GÊMEOS   DE   AHURA   MAZDA

Tudo o que sabemos de Ahura Mazda nos foi transmitido pelo que sobrou da doutrina da Zaratustra, em textos chamados gathas. As concepções  expostas nos gathas revelam que as experiências religiosas de Zaratustra admitiam o êxtase, típico dos xamãs da Ásia central, no qual era adotado o cânhamo (bhang) como agente enteógeno. Em tais experiências o corpo do xamã adormecia enquanto sua alma viajava até o paraíso (goro demana, a casa do canto).

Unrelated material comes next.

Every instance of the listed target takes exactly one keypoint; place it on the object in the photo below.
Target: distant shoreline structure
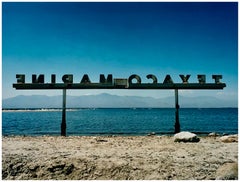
(93, 108)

Zaratustra recebeu a sua revelação religiosa diretamente de Ahura Mazda. Esta revelação falava de uma espécie de imitatio dei, isto é, o crente, embora permanecendo livre, deveria procurar imitar o exemplo de Ahura Mazda, que é sempre spenta (santo). Se assim o fizer, será acompanhado o crente por uma escolta de seres divinos (amesha spenta) dentre os quais destacamos Asha (Justiça), Vohu Manah (Bom Pensamento), Armaiti (Devoção) e Haurvatat (Saúde) e Ameretat (Imortalidade).

A reforma de Zaratustra possibilitou que por meio do rito (yasna) fosse possível ao oficiante participar de uma experiência extática única chamada maga através da qual era obtida a iluminação, usando-se, para tanto, uma bebida que levava na direção de deus (enteógena), de nome haoma. Zaratustra afirmava ter tido várias visões de Ahura Mazda, sempre considerado, por isso, mais que criador e juiz do homem, um amigo, um colaborador cheio de benevolência.

A reforma religiosa se Zaratustra deixou de lado uma importante divindade dos antigos persas, de características solares, Mithra, já mencionado, que tutelava o mundo animal, as boiadas, em especial. O  nome do deus, além de se ligar à designação solar, tem relação com a palavra contrato, com a ordem social, no que sugere, astrologicamente, características aquarianas. Ignorado por Zaratustra, o culto de Mithra reapareceu no período aquemênida quando passou o deus a incorporar o papel de uma divindade salvadora sob o ponto de vista escatológico. Seu culto teve grande expansão no período helenístico da história grega e, depois, durante a dominação romana. 


MAPA   ANTIGO   DE   OSTIA

Entre os romanos, o mitraísmo se tornou uma religião de mistério com sete graus de iniciação. Muito popular no império romano, do séc. II ao séc. V dC, se alastrou por extensas regiões ao longo dos rios Reno e Danúbio, sendo a cidade de Ostia, perto de Roma, um centro importante de seu culto. Lembro que pesquisas arqueológicas iniciadas no séc. XIX nessa cidade trouxeram à luz vários tesouros artísticos, destacando-se dentre eles um esplêndido altar de Mithra, o Mithraeum.